Being Part of the Club

Debbie* sat in the services of Darchei Noam, trying to follow along. Every now and then she would turn to the women sitting around her and ask, “What page are we on again?” After a while, it became clear that she would rather chat with the other women, then attempt to read Hebrew. It wasn’t until we left the services for a break, though, that she really began to tell us her story.

As it turned out, Debbie, a cardiologist, is an associate member of Darchei, coming only for special holidays, and usually attending Beth El, the conservative synagogue down the road. While she can’t commit to all the rigidness of Orthodox Judaism, she wants to be part of the community. For her, Judaism is social. She kept on repeating, “it’s a club;” “I love being part of the club.”

Growing up in South Minneapolis, surrounded by a close knit Catholic community, Debbie didn’t feel a strong connection to Judaism. It wasn’t until two of her siblings married very religious people, that she had more of an urge to be part of a Jewish community. She said that her siblings' shift in religion was the best thing to ever happen to her and her family. She recalls such moments as realizing that the Orthodox community had provided a week of meals for sister after she gave birth. Debbie decided to move to St. Louis Park, though outside of the eruv, so her children could have the Jewish equivalent to where she grew up. She ended up putting her kids in the Jewish Day School, appeasing her observant dad, expecting to switch to public school after kindergarten. But when she saw her kids happier than ever before, wearing “the little hats” and making matzoh, she surprised herself by keeping them in school.

“It’s a club; I love being part of the club."
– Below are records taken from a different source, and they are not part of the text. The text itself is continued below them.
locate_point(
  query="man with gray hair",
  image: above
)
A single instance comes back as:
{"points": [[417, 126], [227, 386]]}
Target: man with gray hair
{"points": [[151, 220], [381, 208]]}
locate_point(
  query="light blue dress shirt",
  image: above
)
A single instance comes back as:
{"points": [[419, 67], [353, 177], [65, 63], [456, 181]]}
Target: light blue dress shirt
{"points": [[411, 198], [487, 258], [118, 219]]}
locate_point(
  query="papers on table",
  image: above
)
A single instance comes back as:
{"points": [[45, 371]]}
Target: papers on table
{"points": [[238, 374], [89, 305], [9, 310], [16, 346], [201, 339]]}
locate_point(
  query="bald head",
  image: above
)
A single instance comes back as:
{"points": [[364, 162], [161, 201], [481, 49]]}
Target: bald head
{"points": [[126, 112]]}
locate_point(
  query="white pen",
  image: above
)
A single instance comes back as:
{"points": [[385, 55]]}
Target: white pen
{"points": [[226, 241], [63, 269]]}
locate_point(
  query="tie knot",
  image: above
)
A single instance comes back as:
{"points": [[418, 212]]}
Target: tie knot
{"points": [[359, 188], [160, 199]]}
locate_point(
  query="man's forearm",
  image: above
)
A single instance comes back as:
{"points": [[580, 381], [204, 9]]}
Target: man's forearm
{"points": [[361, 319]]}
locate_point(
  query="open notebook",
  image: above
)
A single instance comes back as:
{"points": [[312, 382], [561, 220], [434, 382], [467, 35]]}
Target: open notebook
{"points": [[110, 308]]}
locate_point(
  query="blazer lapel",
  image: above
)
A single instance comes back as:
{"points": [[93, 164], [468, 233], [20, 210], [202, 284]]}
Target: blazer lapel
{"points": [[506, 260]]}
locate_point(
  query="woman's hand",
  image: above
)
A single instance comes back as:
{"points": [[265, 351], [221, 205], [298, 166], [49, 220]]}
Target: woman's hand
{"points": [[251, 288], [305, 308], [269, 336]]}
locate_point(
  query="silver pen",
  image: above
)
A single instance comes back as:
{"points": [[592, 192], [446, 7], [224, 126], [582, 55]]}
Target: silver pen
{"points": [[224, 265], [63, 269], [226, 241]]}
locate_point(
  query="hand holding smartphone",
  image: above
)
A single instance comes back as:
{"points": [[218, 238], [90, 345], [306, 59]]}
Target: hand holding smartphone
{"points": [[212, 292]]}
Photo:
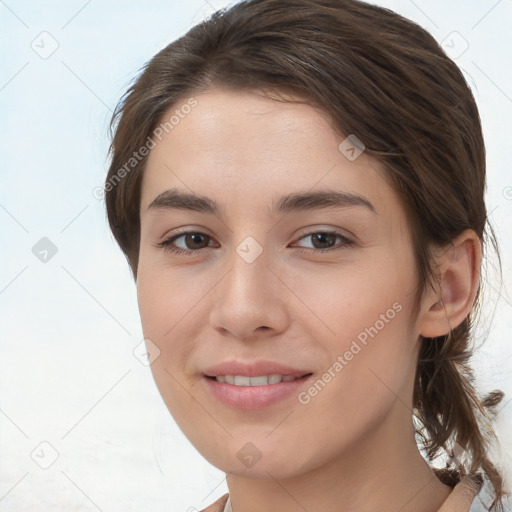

Despite her love of Judaism, she also felt guilt for not being able to fully commit to Orthodox Judaism. She told us the story of how some time ago, she declared that she would stop driving after Shabbat services. It was Valentine’s day, though, and she agreed to drive with her non-religious husband to the gym for the last time. At the gym, a woman had a Cardiac arrest, and Debbie, a cardiologist, used a defibrillator to save the woman's life. Despite showing pride for saving someone’s life, Debbie said that “that was a step back” in her Jewish identity. 1


  1. "Interview with Debbie." Interview by Maggie Goldberger and Maya Margolis. April 30, 2016.